Andrés Llamas

Personal information
- Full name: Andrés Llamas Acuña
- Date of birth: 7 May 1998 (age 27)
- Place of birth: Milan, Italy
- Height: 1.85 m (6 ft 1 in)
- Position(s): Defender

Youth career
- Milan

Senior career*
- Years: Team / Apps / (Gls)
- 2018–2019: Milan / 0 / (0)
- 2018–2019: → Pistoiese (loan) / 23 / (0)
- 2019–2021: Pistoiese / 25 / (1)
- 2021: Carpi / 10 / (0)
- 2025: Zeta Milano / 0 / (0)

International career^{‡}
- 2013: Italy U-15 / 8 / (0)
- 2014: Italy U-16 / 4 / (2)
- 2013–2015: Italy U-17 / 25 / (7)
- 2015–2016: Italy U-18 / 2 / (0)
- 2015–2017: Italy U-19 / 12 / (0)

= Andrés Llamas =

Italian footballer (born 1998)

Andrés Llamas Acuña, known as Andrés Llamas (born 7 May 1998) is an Italian footballer who plays as a defender.
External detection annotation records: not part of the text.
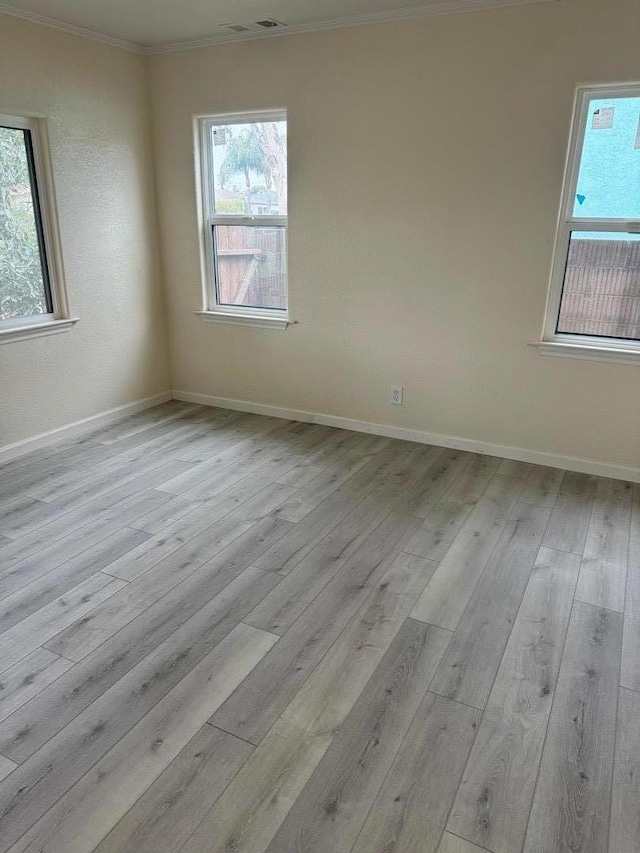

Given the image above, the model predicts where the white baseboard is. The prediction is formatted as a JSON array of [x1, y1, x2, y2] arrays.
[[173, 391, 640, 483], [0, 391, 173, 464]]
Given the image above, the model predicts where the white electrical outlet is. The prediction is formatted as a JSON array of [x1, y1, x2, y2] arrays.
[[391, 385, 404, 406]]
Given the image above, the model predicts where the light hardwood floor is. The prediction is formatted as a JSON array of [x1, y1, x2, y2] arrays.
[[0, 402, 640, 853]]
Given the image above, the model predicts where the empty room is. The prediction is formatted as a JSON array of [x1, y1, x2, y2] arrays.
[[0, 0, 640, 853]]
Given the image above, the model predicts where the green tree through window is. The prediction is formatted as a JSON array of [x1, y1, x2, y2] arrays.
[[0, 127, 49, 320]]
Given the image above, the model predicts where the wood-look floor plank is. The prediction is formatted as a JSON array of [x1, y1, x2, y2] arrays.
[[129, 492, 214, 536], [620, 501, 640, 691], [95, 725, 253, 853], [430, 504, 550, 708], [498, 459, 532, 480], [0, 649, 73, 721], [608, 689, 640, 853], [0, 755, 18, 782], [155, 421, 298, 495], [447, 548, 580, 853], [268, 451, 384, 522], [87, 400, 198, 444], [411, 475, 522, 631], [173, 414, 285, 464], [0, 489, 170, 576], [260, 620, 449, 853], [624, 501, 640, 619], [211, 515, 415, 743], [43, 454, 195, 520], [248, 446, 440, 634], [407, 456, 504, 560], [183, 612, 449, 853], [0, 492, 162, 597], [520, 465, 564, 508], [46, 510, 286, 661], [0, 584, 277, 850], [0, 403, 640, 853], [576, 479, 631, 613], [0, 527, 149, 634], [0, 624, 277, 853], [0, 534, 278, 762], [559, 471, 600, 498], [256, 442, 438, 575], [99, 485, 291, 581], [4, 459, 190, 539], [162, 424, 327, 498], [524, 601, 622, 853], [438, 832, 486, 853], [353, 693, 482, 853], [0, 572, 127, 672], [390, 450, 475, 518], [278, 429, 364, 489], [544, 495, 594, 556]]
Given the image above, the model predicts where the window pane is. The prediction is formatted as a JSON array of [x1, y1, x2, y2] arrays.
[[211, 121, 287, 216], [573, 98, 640, 219], [213, 225, 287, 311], [0, 127, 50, 320], [557, 232, 640, 340]]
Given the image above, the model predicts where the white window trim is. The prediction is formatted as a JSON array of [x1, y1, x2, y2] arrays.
[[532, 83, 640, 364], [0, 112, 80, 344], [193, 109, 293, 330]]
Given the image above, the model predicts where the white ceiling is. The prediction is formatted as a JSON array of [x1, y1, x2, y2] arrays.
[[0, 0, 548, 52]]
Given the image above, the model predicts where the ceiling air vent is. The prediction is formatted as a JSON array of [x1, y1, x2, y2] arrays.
[[220, 24, 251, 33], [220, 18, 287, 33]]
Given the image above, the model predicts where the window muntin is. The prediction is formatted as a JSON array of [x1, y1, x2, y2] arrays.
[[0, 118, 53, 323], [200, 113, 287, 318], [544, 85, 640, 352]]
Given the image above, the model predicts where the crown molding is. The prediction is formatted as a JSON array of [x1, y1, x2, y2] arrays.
[[0, 3, 147, 54], [0, 0, 560, 56], [144, 0, 560, 56]]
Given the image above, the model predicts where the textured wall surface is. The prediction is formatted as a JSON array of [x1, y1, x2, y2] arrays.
[[150, 0, 640, 467], [0, 16, 169, 445]]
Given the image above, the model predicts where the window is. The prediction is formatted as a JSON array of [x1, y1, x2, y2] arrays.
[[0, 115, 75, 341], [542, 85, 640, 360], [198, 112, 287, 326]]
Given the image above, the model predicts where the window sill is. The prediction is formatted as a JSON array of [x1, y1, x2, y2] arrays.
[[195, 311, 294, 331], [0, 317, 80, 344], [530, 341, 640, 364]]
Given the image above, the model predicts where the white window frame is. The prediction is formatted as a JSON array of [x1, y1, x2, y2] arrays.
[[535, 83, 640, 363], [194, 109, 291, 329], [0, 111, 79, 344]]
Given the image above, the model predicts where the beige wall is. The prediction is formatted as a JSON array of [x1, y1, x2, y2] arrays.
[[150, 0, 640, 467], [0, 15, 169, 445]]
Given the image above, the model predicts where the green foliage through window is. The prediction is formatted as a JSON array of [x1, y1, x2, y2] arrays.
[[0, 127, 49, 320]]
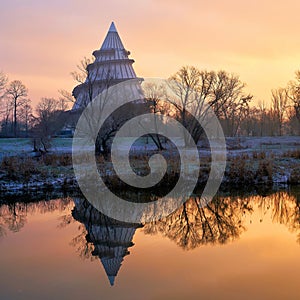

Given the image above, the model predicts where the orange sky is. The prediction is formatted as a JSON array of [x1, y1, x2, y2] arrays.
[[0, 0, 300, 108]]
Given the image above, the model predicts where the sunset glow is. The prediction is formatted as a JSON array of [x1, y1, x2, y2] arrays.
[[0, 0, 300, 104]]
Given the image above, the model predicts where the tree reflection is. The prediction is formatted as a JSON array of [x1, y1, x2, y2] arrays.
[[71, 198, 141, 285], [0, 198, 71, 237], [143, 197, 252, 250], [255, 191, 300, 244]]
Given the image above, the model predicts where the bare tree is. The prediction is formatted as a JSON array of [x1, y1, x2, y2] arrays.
[[6, 80, 28, 137], [19, 99, 34, 137], [0, 72, 8, 104], [287, 70, 300, 122], [168, 66, 253, 145], [33, 98, 65, 152]]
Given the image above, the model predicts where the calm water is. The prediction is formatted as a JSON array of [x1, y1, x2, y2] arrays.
[[0, 189, 300, 299]]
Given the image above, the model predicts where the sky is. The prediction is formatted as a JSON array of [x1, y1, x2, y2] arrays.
[[0, 0, 300, 108]]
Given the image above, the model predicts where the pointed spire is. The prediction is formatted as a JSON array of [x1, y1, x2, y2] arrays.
[[108, 22, 117, 32], [100, 22, 124, 50]]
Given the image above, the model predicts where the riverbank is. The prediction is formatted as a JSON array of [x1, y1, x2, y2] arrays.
[[0, 137, 300, 193]]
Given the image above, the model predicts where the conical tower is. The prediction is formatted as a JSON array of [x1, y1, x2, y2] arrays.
[[72, 22, 142, 110], [72, 198, 142, 285]]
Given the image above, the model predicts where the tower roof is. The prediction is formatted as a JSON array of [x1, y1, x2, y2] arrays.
[[73, 22, 142, 110], [100, 22, 124, 50], [108, 22, 117, 32]]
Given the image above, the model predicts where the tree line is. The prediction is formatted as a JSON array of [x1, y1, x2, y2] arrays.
[[0, 72, 68, 151], [0, 64, 300, 149]]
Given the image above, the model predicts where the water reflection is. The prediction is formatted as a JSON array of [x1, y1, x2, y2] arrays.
[[0, 190, 300, 285], [0, 197, 72, 237], [72, 198, 142, 285]]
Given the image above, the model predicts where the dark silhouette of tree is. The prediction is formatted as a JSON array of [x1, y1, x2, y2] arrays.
[[6, 80, 28, 137], [143, 197, 252, 250], [33, 98, 67, 153]]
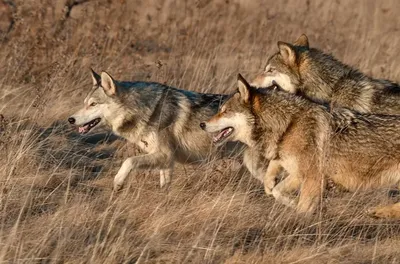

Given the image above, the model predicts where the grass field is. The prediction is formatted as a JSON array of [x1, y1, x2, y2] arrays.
[[0, 0, 400, 264]]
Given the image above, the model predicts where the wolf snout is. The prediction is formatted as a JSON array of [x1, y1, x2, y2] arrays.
[[68, 117, 76, 125]]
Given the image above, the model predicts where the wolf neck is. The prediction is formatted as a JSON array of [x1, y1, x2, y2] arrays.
[[251, 92, 302, 159]]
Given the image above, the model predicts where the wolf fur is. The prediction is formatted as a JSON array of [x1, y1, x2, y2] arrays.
[[204, 73, 400, 213], [68, 71, 267, 190], [252, 35, 400, 114]]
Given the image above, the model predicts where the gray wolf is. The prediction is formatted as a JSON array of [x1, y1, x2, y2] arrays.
[[252, 35, 400, 114], [68, 70, 265, 190], [203, 75, 400, 217]]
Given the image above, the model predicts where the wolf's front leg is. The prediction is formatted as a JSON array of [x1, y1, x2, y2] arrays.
[[160, 163, 174, 188], [272, 174, 300, 208], [114, 153, 173, 191], [264, 160, 282, 195]]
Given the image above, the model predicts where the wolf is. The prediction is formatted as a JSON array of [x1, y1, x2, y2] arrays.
[[202, 75, 400, 217], [68, 70, 266, 190], [251, 34, 400, 115]]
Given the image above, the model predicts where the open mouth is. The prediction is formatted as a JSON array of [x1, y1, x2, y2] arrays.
[[78, 118, 101, 134], [213, 127, 233, 143]]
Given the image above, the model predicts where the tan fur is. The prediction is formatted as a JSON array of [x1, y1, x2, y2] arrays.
[[211, 75, 400, 217], [252, 35, 400, 115]]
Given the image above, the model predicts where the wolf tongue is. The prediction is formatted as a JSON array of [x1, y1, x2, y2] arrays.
[[79, 125, 89, 133]]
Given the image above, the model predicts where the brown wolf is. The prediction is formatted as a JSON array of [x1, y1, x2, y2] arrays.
[[203, 75, 400, 217], [252, 35, 400, 114]]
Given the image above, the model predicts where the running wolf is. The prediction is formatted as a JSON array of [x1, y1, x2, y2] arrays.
[[252, 34, 400, 115], [202, 75, 400, 217], [68, 70, 266, 190]]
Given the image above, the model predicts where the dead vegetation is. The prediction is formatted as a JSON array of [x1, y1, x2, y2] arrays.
[[0, 0, 400, 263]]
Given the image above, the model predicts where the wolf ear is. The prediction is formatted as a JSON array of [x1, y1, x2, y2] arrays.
[[238, 73, 250, 104], [90, 68, 101, 86], [293, 34, 310, 48], [278, 41, 296, 65], [101, 72, 117, 96]]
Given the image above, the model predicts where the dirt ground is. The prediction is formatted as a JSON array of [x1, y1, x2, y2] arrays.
[[0, 0, 400, 264]]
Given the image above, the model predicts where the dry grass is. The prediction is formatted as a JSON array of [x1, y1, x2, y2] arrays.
[[0, 0, 400, 263]]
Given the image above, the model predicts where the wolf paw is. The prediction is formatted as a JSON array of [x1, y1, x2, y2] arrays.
[[367, 203, 400, 219], [113, 182, 124, 192], [264, 186, 272, 196]]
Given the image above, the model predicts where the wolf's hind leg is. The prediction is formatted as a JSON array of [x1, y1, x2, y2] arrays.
[[160, 164, 174, 188], [114, 153, 172, 191], [297, 177, 325, 214], [272, 174, 300, 208]]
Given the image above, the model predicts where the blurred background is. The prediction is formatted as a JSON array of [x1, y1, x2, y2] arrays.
[[0, 0, 400, 263]]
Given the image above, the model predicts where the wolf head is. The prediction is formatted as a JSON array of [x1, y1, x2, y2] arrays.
[[252, 34, 309, 93], [200, 74, 260, 145], [68, 70, 118, 134]]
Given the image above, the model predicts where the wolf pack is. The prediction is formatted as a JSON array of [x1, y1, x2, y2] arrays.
[[68, 34, 400, 219]]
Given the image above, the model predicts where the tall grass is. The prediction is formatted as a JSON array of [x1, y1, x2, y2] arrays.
[[0, 0, 400, 263]]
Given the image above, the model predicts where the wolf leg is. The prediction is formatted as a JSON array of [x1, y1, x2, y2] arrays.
[[243, 148, 268, 182], [264, 160, 282, 195], [297, 177, 325, 214], [160, 163, 174, 188], [272, 174, 300, 208], [114, 153, 172, 191]]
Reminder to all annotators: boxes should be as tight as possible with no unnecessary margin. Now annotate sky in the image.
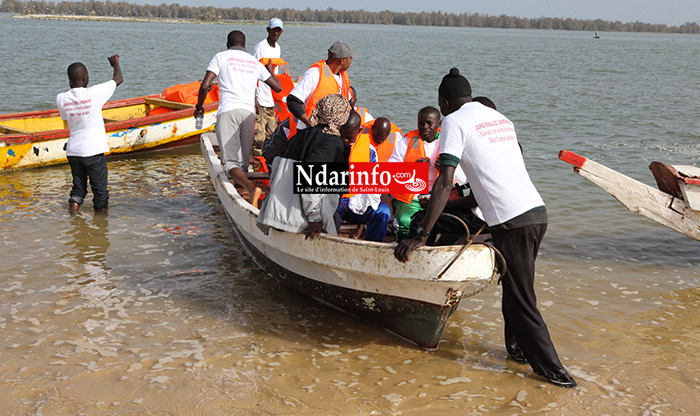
[138,0,700,26]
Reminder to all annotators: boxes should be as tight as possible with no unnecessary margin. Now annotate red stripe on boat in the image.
[559,150,586,168]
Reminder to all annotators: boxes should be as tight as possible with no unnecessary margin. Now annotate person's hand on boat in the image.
[304,221,328,240]
[107,55,119,67]
[416,157,430,164]
[394,236,428,263]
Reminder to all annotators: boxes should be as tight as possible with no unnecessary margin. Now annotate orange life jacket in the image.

He is of Spanish descent.

==Club career==
He appeared on the bench once for Milan early in the 2015–16 Serie A season, but then was moved back to the youth team.

He made his Serie C debut for Pistoiese on 16 September 2018 in a game against Pro Patria.

On 26 January 2021, he signed with Carpi.

==International==
He was the captain of Italy national under-17 football team at the 2015 UEFA European Under-17 Championship.